DEMOCRATS HAVE CONTINUED TO CAST DOUBT ON OTHER ELECTIONS SINCE 2016
- In 2018, Stacey Abrams refused to concede after losing the Georgia governor’s race and repeatedly challenged the “legitimacy of the election” after her loss.
- Following her defeat, Abrams never conceded and continued to argue that she truly won the election.
- Abrams said she would not concede a race that was an “erosion of our democracy,” was “not a free and fair election,” and was simply “not just.”
- She called her defeat “fully attributable to voter suppression” and argued there was widespread voter disenfranchisement.
- Many other prominent Democrats supported Abrams in her stolen election claims:
- Hillary Clinton said Stacey Abrams “would have won” Georgia’s gubernatorial race “if she had a fair election” and that Stacey Abrams “should be governor” but was “deprived of the votes [she] otherwise would have gotten.”
- Sen. Cory Booker (D-NJ) said “I think that Stacey Abrams’s election is being stolen from her.”
- Sen. Sherrod Brown (D-OH) said that “if Stacey Abrams doesn’t win in Georgia, they stole it.”
- Sen. Elizabeth Warren (D-MA) said “the evidence seems to suggest” the race was stolen from Stacey Abrams.
- Former Vermont Governor and DNC chair Howard Dean said Abrams “should not concede” and that the election was “almost certainly stolen.”
- Obama Attorney General Eric Holder said “I tend to think Stacey Abrams won that election.”
- After losing his Florida gubernatorial race in 2018, Andrew Gillum withdrew his concession and pointed to “questions over the handling of the vote” in certain counties.
- In 2020, after losing his House race, former Rep. Anthony Brindisi (D-NY) called for authorities to investigate voting irregularities and issues of “massive disenfranchisement of voters.”
- Former State Sen. Rita Hart (D-IA) contested the election results of her House race loss in 2020, arguing that ballots were improperly rejected.
BIDEN AND HIS OFFICIALS HAVE PUSHED STOLEN ELECTION CLAIMS
- In both 2013, and in 2016, Biden claimed that Gore won the 2000 presidential election.
- Kamala Harris has repeatedly cast doubt on election results over the years.
- Multiple Biden administration officials have a history of denying election results.

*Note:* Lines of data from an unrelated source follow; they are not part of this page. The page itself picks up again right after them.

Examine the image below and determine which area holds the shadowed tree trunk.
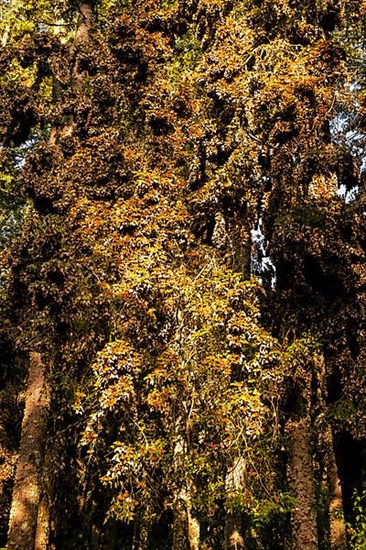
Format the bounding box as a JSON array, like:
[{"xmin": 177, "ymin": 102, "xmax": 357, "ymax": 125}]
[
  {"xmin": 224, "ymin": 457, "xmax": 245, "ymax": 550},
  {"xmin": 7, "ymin": 352, "xmax": 50, "ymax": 550},
  {"xmin": 325, "ymin": 427, "xmax": 347, "ymax": 550},
  {"xmin": 287, "ymin": 414, "xmax": 318, "ymax": 550}
]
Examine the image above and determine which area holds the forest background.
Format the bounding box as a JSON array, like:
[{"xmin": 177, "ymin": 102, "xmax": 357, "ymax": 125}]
[{"xmin": 0, "ymin": 0, "xmax": 366, "ymax": 550}]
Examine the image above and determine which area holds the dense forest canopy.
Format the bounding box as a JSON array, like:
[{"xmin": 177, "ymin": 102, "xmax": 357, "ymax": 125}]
[{"xmin": 0, "ymin": 0, "xmax": 366, "ymax": 550}]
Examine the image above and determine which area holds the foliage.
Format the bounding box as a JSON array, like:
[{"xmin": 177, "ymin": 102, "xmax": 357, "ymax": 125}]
[{"xmin": 0, "ymin": 0, "xmax": 366, "ymax": 548}]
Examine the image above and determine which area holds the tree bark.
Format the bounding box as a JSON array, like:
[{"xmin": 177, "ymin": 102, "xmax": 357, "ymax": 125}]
[
  {"xmin": 172, "ymin": 432, "xmax": 200, "ymax": 550},
  {"xmin": 325, "ymin": 427, "xmax": 347, "ymax": 550},
  {"xmin": 7, "ymin": 352, "xmax": 50, "ymax": 550},
  {"xmin": 224, "ymin": 457, "xmax": 245, "ymax": 550},
  {"xmin": 287, "ymin": 415, "xmax": 318, "ymax": 550}
]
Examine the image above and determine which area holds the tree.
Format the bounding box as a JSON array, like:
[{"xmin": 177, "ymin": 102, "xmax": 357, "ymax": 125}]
[{"xmin": 0, "ymin": 0, "xmax": 365, "ymax": 550}]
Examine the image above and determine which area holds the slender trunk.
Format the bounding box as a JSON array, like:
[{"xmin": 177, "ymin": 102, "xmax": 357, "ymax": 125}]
[
  {"xmin": 75, "ymin": 2, "xmax": 93, "ymax": 44},
  {"xmin": 325, "ymin": 427, "xmax": 347, "ymax": 550},
  {"xmin": 224, "ymin": 457, "xmax": 245, "ymax": 550},
  {"xmin": 287, "ymin": 415, "xmax": 318, "ymax": 550},
  {"xmin": 172, "ymin": 432, "xmax": 200, "ymax": 550},
  {"xmin": 7, "ymin": 352, "xmax": 50, "ymax": 550}
]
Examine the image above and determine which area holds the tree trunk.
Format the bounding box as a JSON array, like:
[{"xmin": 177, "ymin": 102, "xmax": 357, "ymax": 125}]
[
  {"xmin": 325, "ymin": 427, "xmax": 347, "ymax": 550},
  {"xmin": 172, "ymin": 426, "xmax": 200, "ymax": 550},
  {"xmin": 287, "ymin": 415, "xmax": 318, "ymax": 550},
  {"xmin": 7, "ymin": 352, "xmax": 50, "ymax": 550},
  {"xmin": 224, "ymin": 457, "xmax": 245, "ymax": 550}
]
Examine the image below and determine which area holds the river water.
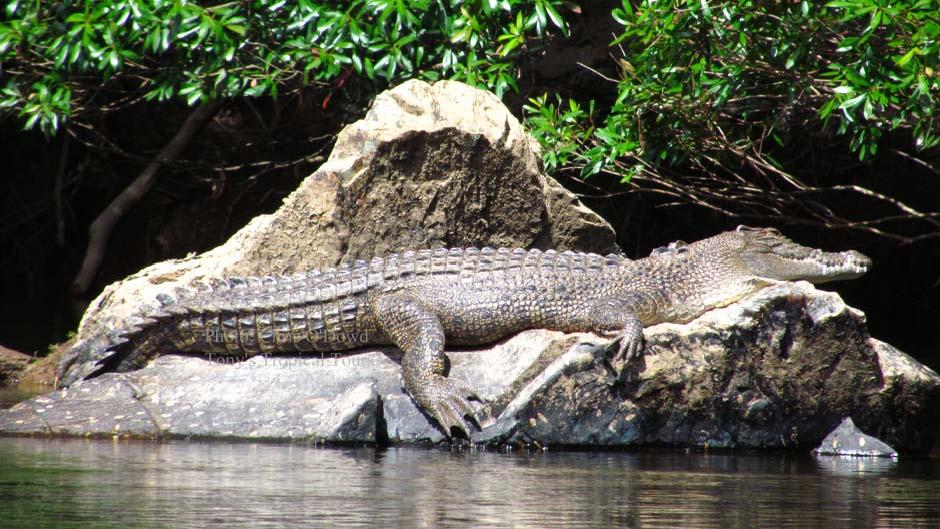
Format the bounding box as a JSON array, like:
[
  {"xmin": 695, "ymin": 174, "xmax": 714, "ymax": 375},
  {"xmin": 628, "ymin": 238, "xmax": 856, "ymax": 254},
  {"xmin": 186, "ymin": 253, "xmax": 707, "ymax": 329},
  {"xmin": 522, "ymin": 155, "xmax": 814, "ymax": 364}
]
[{"xmin": 0, "ymin": 438, "xmax": 940, "ymax": 529}]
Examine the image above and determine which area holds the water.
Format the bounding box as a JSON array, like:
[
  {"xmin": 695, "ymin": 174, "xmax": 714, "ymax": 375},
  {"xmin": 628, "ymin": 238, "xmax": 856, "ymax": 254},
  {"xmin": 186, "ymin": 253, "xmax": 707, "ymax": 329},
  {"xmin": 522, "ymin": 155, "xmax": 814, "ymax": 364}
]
[{"xmin": 0, "ymin": 438, "xmax": 940, "ymax": 529}]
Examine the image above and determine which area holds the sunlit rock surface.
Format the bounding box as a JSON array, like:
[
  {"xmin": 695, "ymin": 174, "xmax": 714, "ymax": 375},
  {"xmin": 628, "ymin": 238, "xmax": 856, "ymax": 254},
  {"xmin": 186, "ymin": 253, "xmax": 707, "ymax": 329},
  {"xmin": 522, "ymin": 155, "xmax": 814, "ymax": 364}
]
[{"xmin": 813, "ymin": 417, "xmax": 898, "ymax": 457}]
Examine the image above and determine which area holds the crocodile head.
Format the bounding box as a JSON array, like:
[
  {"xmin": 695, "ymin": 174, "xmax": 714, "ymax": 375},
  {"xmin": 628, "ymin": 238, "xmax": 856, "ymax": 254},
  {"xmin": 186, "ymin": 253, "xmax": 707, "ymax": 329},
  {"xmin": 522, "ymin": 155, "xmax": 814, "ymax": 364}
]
[{"xmin": 726, "ymin": 226, "xmax": 871, "ymax": 283}]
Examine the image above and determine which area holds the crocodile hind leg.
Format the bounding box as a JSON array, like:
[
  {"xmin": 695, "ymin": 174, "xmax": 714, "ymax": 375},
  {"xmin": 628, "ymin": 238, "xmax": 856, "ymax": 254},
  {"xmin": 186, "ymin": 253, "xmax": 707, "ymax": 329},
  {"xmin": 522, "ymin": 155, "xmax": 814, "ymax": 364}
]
[{"xmin": 374, "ymin": 294, "xmax": 479, "ymax": 437}]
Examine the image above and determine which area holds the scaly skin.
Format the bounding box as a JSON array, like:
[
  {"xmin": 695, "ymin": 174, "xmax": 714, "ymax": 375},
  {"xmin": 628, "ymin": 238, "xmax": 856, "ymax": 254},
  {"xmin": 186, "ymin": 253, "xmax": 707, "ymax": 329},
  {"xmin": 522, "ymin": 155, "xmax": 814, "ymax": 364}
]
[{"xmin": 68, "ymin": 227, "xmax": 871, "ymax": 435}]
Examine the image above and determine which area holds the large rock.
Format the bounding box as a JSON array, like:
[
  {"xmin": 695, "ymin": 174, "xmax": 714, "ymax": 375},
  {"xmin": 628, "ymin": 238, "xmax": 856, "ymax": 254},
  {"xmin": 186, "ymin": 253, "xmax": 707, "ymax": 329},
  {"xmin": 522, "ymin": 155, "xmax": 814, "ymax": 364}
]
[
  {"xmin": 60, "ymin": 81, "xmax": 618, "ymax": 385},
  {"xmin": 0, "ymin": 282, "xmax": 940, "ymax": 452}
]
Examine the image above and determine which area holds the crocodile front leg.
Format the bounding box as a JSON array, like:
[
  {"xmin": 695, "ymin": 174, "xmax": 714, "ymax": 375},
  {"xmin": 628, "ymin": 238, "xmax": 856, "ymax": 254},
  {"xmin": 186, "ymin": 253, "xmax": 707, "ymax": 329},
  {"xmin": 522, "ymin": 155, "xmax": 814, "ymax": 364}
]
[
  {"xmin": 587, "ymin": 298, "xmax": 643, "ymax": 363},
  {"xmin": 373, "ymin": 293, "xmax": 479, "ymax": 437}
]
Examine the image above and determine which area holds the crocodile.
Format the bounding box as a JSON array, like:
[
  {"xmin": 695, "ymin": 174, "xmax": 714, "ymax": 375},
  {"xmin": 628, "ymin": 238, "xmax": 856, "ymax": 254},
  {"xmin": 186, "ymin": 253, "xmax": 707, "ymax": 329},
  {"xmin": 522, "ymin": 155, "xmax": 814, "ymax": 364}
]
[{"xmin": 63, "ymin": 226, "xmax": 871, "ymax": 436}]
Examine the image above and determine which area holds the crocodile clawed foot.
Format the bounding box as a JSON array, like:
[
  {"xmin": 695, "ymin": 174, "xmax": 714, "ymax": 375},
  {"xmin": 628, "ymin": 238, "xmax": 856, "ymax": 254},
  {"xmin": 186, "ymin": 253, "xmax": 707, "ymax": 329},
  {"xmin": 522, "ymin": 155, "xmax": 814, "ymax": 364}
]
[
  {"xmin": 607, "ymin": 328, "xmax": 646, "ymax": 384},
  {"xmin": 415, "ymin": 377, "xmax": 483, "ymax": 438}
]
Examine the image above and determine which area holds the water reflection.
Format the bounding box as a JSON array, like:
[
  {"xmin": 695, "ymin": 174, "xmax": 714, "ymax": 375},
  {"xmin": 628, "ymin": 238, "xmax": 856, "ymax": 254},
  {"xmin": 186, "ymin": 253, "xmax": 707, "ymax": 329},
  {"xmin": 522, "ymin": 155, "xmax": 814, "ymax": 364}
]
[{"xmin": 0, "ymin": 439, "xmax": 940, "ymax": 529}]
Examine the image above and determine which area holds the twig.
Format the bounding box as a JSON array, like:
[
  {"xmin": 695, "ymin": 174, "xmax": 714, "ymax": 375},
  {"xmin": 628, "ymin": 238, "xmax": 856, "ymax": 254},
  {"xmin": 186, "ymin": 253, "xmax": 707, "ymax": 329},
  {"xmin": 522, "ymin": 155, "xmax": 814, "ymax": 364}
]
[{"xmin": 72, "ymin": 100, "xmax": 221, "ymax": 294}]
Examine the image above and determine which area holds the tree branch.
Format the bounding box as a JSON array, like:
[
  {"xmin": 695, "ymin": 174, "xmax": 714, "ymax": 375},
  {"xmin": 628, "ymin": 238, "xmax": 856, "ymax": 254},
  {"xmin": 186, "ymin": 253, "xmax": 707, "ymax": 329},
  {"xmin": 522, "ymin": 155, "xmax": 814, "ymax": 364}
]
[{"xmin": 72, "ymin": 100, "xmax": 221, "ymax": 295}]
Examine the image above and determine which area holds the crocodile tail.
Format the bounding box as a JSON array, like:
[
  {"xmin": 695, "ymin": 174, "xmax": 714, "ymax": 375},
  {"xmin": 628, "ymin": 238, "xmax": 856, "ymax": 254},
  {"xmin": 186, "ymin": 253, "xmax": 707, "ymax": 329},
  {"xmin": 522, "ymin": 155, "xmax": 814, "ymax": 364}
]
[{"xmin": 83, "ymin": 318, "xmax": 173, "ymax": 380}]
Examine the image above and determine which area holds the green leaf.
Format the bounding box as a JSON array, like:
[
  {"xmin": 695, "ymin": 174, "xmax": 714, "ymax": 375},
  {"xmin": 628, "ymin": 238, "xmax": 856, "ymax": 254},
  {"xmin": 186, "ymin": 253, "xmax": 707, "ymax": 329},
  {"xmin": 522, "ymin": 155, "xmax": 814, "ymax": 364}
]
[{"xmin": 894, "ymin": 48, "xmax": 919, "ymax": 66}]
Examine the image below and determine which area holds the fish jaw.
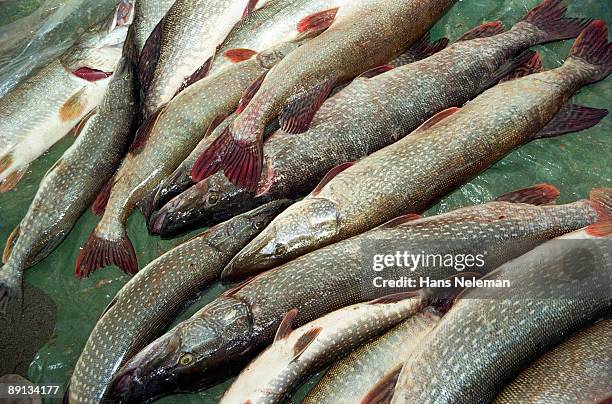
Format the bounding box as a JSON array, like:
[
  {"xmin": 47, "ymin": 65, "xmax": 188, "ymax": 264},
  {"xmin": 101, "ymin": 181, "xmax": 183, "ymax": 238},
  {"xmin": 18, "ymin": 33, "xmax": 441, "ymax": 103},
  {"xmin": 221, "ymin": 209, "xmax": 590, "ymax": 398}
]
[
  {"xmin": 109, "ymin": 297, "xmax": 253, "ymax": 403},
  {"xmin": 221, "ymin": 198, "xmax": 340, "ymax": 283}
]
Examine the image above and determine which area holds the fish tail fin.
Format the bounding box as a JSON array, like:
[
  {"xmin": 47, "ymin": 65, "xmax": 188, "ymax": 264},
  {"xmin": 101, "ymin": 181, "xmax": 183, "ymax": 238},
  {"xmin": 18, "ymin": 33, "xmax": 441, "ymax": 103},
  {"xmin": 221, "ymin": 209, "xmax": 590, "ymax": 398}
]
[
  {"xmin": 75, "ymin": 230, "xmax": 138, "ymax": 279},
  {"xmin": 589, "ymin": 188, "xmax": 612, "ymax": 221},
  {"xmin": 565, "ymin": 20, "xmax": 612, "ymax": 83},
  {"xmin": 519, "ymin": 0, "xmax": 591, "ymax": 45},
  {"xmin": 0, "ymin": 265, "xmax": 23, "ymax": 315}
]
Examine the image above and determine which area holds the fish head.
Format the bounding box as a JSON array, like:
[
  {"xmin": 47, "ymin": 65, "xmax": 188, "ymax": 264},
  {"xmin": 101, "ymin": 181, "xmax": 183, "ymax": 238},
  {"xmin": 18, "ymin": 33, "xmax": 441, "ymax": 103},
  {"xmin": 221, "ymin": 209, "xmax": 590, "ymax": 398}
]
[
  {"xmin": 61, "ymin": 0, "xmax": 135, "ymax": 73},
  {"xmin": 108, "ymin": 296, "xmax": 252, "ymax": 403},
  {"xmin": 221, "ymin": 198, "xmax": 340, "ymax": 282},
  {"xmin": 149, "ymin": 174, "xmax": 271, "ymax": 237}
]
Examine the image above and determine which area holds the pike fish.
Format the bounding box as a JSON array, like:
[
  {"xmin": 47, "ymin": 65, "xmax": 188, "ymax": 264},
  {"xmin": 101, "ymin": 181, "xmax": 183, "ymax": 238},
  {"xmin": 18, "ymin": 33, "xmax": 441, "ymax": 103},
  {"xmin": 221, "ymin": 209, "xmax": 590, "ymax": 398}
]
[
  {"xmin": 493, "ymin": 318, "xmax": 612, "ymax": 404},
  {"xmin": 151, "ymin": 33, "xmax": 448, "ymax": 227},
  {"xmin": 220, "ymin": 293, "xmax": 428, "ymax": 404},
  {"xmin": 158, "ymin": 2, "xmax": 588, "ymax": 235},
  {"xmin": 391, "ymin": 222, "xmax": 612, "ymax": 404},
  {"xmin": 192, "ymin": 0, "xmax": 455, "ymax": 191},
  {"xmin": 106, "ymin": 186, "xmax": 612, "ymax": 401},
  {"xmin": 0, "ymin": 59, "xmax": 138, "ymax": 307},
  {"xmin": 224, "ymin": 18, "xmax": 612, "ymax": 279},
  {"xmin": 0, "ymin": 0, "xmax": 134, "ymax": 192},
  {"xmin": 67, "ymin": 200, "xmax": 289, "ymax": 403},
  {"xmin": 76, "ymin": 40, "xmax": 301, "ymax": 277},
  {"xmin": 140, "ymin": 0, "xmax": 268, "ymax": 116},
  {"xmin": 209, "ymin": 0, "xmax": 350, "ymax": 74},
  {"xmin": 302, "ymin": 309, "xmax": 441, "ymax": 404}
]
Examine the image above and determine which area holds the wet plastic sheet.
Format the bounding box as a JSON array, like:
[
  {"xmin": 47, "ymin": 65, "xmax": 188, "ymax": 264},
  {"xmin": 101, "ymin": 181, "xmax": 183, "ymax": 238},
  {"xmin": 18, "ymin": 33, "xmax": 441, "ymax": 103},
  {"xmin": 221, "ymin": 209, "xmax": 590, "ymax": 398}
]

- For nearly two decades, Biden’s Chief of Staff Ron Klain claimed that Al Gore won the 2000 election.
- Biden Press Secretary Karine Jean-Pierre tweeted that the 2018 Georgia gubernatorial race was stolen.
- Jean-Pierre also cast doubt on the 2016 election, tweeting “stolen election …..welcome to the world of #unpresidented Trump.”
- Kamala Harris’ Communications Director Jamal Simmons for years tweeted that Bush “stole” the 2000 election.
- Cedric Richmond – Biden’s former Director of the White House Office of Public Engagement – said that John Lewis’ remarks on Trump not being legitimately elected were “reasonable.”
- Then-Rep. Marcia Fudge (D-OH), now Biden’s HUD Secretary, said that Trump “may not be a legitimate president.”